Indagado sobre essas e outras questões específicas, o Exército deu uma resposta genérica. Afirmou que “preza pela correta execução da administração pública” e que sua “exemplar execução orçamentária” tem “controle e acompanhamento da estrutura de auditoria interna, subordinada diretamente ao Comandante da Força, além da sujeição legal ao controle externo”.
“É importante reforçar a grande economia de recursos públicos acumulada com a implantação desse projeto [o simulador], além do ganho operacional no adestramento ininterrupto da tropa, garantido pela disponibilidade e praticidade do equipamento e seu baixo custo de utilização.”
No TCU, coube à Secretaria de Controle Externo da Defesa Nacional e da Segurança Pública (SecexDefesa) investigar as denúncias. Os técnicos apontaram vários elementos “que indicam direcionamento do resultado da licitação”. “Apesar de alegar que diversos simuladores haviam sido estudados previamente à celebração do contrato, o Exército não apresentou documentos elaborados com o intuito de avaliar simuladores de artilharia produzidos por outras empresas que não a Tecnobit.”
Diziam também que “houve uma tentativa de realizar a aquisição por meio de dispensa de licitação”, que teria sido abandonada após parecer desfavorável da consultoria jurídica, e citaram “exíguo prazo fornecido para que as empresas respondessem à cotação inicial”, respondida apenas pela Tecnobit.
Após audiências com vários envolvidos, a SecexDefesa concluiu que as justificativas “não foram capazes de eliminar as irregularidades que lhes são imputadas”.
O ministro relator do caso, Marcos Bemquerer, discordou da unidade técnica e recomendou o arquivamento do caso. Considerou o processo licitatório “adequado”, não vislumbrando irregularidades ou ação intencionalmente contrária ao interesse público.

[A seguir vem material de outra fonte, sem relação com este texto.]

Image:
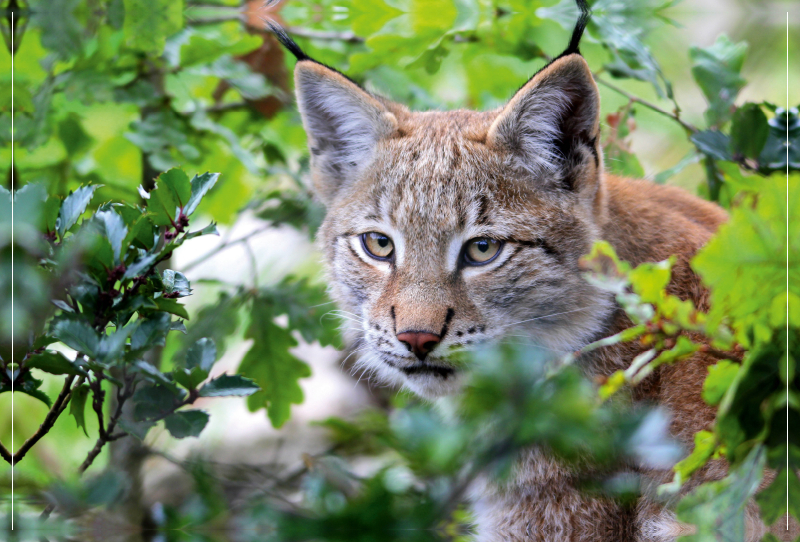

Num julgamento-relâmpago em 2021 –pouco mais de três minutos, sem que houvesse debate algum, segundo reportagem do jornal Valor Econômico– Bemquerer foi acompanhado por todos os demais ministros.
No acórdão, decidiram por “dar ciência ao Comando do Exército” de algumas “impropriedades” identificadas pela unidade técnica “para adoção de medidas com vistas à prevenção de repetição de ocorrências semelhantes”.
Após deixar o projeto, Rubens Pierrotti Jr. chegou a ser, entre 2015 e 2016, comandante do 8º Grupo de Artilharia de Campanha Paraquedista, unidade com muito prestígio no Exército, onde já serviram Mourão e Bolsonaro.
Em entrevista, Pierrotti conta que, após a publicação do livro, um general de sua antiga turma lhe enviou uma mensagem criticando-o pela iniciativa. “‘Rubens, esse é o seu caminhar agora?’, ele perguntou. Respondi que meu caminhar no Exército nunca mudou, desde cadete. E perguntei qual seria o caminhar dele agora”, afirmou o coronel.
“Porque eu acho que o Exército devia pegar esse livro e transformar em estudo de caso, para que isso não aconteça de novo. Eu sinceramente acho que o Exército está precisando fazer terapia. Porque não admite seus problemas e, sem isso, eles nunca serão corrigidos.”